DIXFIELD – SAD 21 wants an administrative merger with its three neighboring districts, but there’s one major stumbling block.
Whoever merges with the Dixfield-based district will likely be slammed with hundreds of thousands of dollars in extra taxes because the four towns that make up SAD 21 are valued so much lower than those of its neighbors.
Superintendent Tom Ward sent a letter to Department of Education Commissioner Susan Gendron stating the problem. That letter also went to area legislators.
“If the state doesn’t do something, we will be a ‘doughnut hole’ and we don’t want to be,” Ward said Friday afternoon. “When everyone sends their letter, the issue will be clear. The Department of Education is already aware of it.”
A “doughnut hole” is a district or school union that doesn’t partner with other districts for a variety of reasons, including lower or higher values than its neighbors or remoteness. One of the downsides of being designated a “doughnut hole” is the need to look for greater savings in the central office.
“It’s too much for us to make up, too much for our communities,” he said of the suggestion that Dixfield, Peru, Carthage and Canton make up the difference in school taxes so that it could join with one or more of the three districts in the area that have been discussing consolidation.
“Right now (the formula) is discouraging districts to partner when they look at the figures. We’re fortunate that neighboring districts are hanging in with us. They’ve been great, but we can’t expect our neighbors to absorb the costs,” he said.
SAD 44 in Bethel, SAD 43 in Rumford and Union 37 in the Rangeley area have each filed letters of intent to join with each other and with SAD 21.
Such a partnership, under the current state formula, could cost SAD 21 partners more than $700,000.
That’s nothing SAD 43 Superintendent Jim Hodgkin wants to inflict on the residents of his district’s four member towns.
“There’s no way SAD 43 will support any combination with SAD 21 without the numbers changing. We want to consolidate with SAD 21, but the numbers don’t address the issue,” he said.
SAD 21, SAD 44 and SAD 43 have worked together for several years, sharing services, costs and other things to save each money.
“If the numbers don’t change, no one will be able to go with SAD 21,” Hodgkin said. “Everyone felt bad at the table (at an Aug. 28 four-district meeting), but no one can ask taxpayers to pay the extra.”
Besides the three core districts, Union 37 in Rangeley, and the unaffiliated towns of Hanover, Upton, Gilead, Lincoln Plantation and Magalloway Plantation have been discussing a merger.
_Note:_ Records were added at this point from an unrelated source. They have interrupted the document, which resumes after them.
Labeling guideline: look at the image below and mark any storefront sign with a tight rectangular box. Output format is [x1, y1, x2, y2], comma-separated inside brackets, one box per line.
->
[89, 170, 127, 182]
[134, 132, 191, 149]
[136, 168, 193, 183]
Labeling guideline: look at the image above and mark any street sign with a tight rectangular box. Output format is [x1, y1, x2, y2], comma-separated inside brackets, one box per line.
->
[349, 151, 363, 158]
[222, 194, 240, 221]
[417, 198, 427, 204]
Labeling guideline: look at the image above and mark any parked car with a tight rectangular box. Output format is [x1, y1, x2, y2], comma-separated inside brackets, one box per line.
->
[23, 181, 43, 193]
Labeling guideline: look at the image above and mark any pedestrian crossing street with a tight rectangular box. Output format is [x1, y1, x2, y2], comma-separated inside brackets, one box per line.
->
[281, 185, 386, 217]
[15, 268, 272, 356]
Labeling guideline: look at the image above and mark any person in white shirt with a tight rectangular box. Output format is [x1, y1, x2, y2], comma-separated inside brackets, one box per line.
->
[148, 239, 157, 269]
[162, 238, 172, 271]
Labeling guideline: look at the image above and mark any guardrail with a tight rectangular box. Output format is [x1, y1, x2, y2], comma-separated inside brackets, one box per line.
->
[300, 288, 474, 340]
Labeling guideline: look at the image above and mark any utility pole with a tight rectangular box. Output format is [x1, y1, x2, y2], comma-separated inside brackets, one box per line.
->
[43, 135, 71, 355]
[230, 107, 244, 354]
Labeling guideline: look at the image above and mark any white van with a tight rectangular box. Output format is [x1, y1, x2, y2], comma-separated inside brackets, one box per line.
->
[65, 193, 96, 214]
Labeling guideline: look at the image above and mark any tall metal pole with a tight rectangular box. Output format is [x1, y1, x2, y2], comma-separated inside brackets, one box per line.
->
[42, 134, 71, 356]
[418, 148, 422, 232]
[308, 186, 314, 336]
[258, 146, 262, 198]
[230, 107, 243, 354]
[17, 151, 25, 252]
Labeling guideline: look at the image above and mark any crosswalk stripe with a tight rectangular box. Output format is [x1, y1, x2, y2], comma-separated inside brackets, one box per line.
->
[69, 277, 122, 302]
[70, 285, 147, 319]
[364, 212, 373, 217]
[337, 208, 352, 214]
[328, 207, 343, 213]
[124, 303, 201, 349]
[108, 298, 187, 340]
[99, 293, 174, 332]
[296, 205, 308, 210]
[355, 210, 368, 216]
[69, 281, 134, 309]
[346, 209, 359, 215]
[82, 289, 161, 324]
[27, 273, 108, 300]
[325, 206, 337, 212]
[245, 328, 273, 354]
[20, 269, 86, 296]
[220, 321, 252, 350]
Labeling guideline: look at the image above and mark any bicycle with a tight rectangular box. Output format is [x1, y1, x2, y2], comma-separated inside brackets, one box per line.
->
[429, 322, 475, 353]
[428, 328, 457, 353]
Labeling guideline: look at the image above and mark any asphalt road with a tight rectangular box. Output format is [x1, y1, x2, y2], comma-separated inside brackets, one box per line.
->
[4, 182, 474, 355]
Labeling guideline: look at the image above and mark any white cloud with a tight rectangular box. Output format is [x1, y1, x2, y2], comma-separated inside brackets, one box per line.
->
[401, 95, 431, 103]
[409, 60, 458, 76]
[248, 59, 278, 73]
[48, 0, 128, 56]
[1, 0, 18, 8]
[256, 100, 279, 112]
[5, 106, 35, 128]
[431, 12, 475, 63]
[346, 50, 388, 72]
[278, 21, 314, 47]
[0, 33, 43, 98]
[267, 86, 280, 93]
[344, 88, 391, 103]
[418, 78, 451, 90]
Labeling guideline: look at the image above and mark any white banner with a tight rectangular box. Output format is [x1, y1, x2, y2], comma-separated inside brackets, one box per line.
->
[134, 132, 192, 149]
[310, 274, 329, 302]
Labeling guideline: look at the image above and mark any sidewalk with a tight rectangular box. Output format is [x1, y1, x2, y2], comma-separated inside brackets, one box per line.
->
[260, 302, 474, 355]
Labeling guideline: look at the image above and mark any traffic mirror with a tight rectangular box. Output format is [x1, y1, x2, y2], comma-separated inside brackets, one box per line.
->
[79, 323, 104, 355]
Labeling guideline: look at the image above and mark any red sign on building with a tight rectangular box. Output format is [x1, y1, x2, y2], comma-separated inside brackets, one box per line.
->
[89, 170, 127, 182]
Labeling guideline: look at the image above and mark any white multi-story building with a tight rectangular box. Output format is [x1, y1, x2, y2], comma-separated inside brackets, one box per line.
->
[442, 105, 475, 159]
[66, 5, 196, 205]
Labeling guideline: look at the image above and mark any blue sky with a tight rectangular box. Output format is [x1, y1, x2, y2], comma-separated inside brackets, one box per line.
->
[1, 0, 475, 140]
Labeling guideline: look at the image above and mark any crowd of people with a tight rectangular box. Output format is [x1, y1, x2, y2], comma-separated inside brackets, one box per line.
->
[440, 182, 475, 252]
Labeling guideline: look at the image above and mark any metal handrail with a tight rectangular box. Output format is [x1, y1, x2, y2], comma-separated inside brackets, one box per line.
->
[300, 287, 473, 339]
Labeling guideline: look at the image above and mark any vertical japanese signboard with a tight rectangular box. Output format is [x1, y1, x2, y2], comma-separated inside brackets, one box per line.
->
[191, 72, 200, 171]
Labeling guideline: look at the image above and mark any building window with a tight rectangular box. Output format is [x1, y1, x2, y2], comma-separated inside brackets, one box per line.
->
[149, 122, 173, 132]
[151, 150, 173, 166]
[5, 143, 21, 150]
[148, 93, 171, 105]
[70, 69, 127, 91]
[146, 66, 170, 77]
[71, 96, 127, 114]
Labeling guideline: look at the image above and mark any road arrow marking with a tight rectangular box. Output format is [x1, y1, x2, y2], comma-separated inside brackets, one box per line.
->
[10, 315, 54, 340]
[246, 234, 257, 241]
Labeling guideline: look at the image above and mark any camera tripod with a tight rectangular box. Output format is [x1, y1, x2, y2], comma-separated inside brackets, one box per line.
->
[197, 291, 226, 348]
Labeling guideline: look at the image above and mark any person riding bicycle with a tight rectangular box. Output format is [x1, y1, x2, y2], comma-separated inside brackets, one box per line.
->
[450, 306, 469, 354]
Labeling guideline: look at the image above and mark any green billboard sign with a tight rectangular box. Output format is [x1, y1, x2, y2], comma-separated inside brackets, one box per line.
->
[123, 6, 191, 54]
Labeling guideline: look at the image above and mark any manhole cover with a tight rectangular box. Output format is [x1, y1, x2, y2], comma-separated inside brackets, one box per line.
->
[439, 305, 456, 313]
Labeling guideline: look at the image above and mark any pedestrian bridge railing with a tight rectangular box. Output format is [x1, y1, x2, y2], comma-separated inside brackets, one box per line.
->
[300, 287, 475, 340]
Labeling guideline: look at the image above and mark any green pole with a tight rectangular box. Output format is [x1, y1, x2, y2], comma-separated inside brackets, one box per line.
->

SAD 44 Superintendent David Murphy said his board plans to hold an informational meeting with the selectmen of his district’s five towns – Bethel, Newry, Woodstock, Greenwood and Andover – on Sept. 17 to update them on the letter of intent and other parts of the state mandate for administrative mergers.
SAD 43 did that last week, and SAD 21 plans to hold a similar meeting within the next couple of weeks. Phil Richardson, superintendent of Union 37, could not be reached for comment.
The four school units plan to hire a facilitator to help them through the merging process. Once that person is hired, a Regional Planning Committee will be formed from representatives for each of the proposed partnership towns, to work out the details.
Some have speculated that the January session of the Legislature may change some of the requirements of the law calling for district administrative mergers, and at least one citizens’ initiative has been started to repeal the law.
Ward remains upbeat.
“We’re all trying to be optimistic and hope the state will make the cost sharing more equitable,” he said.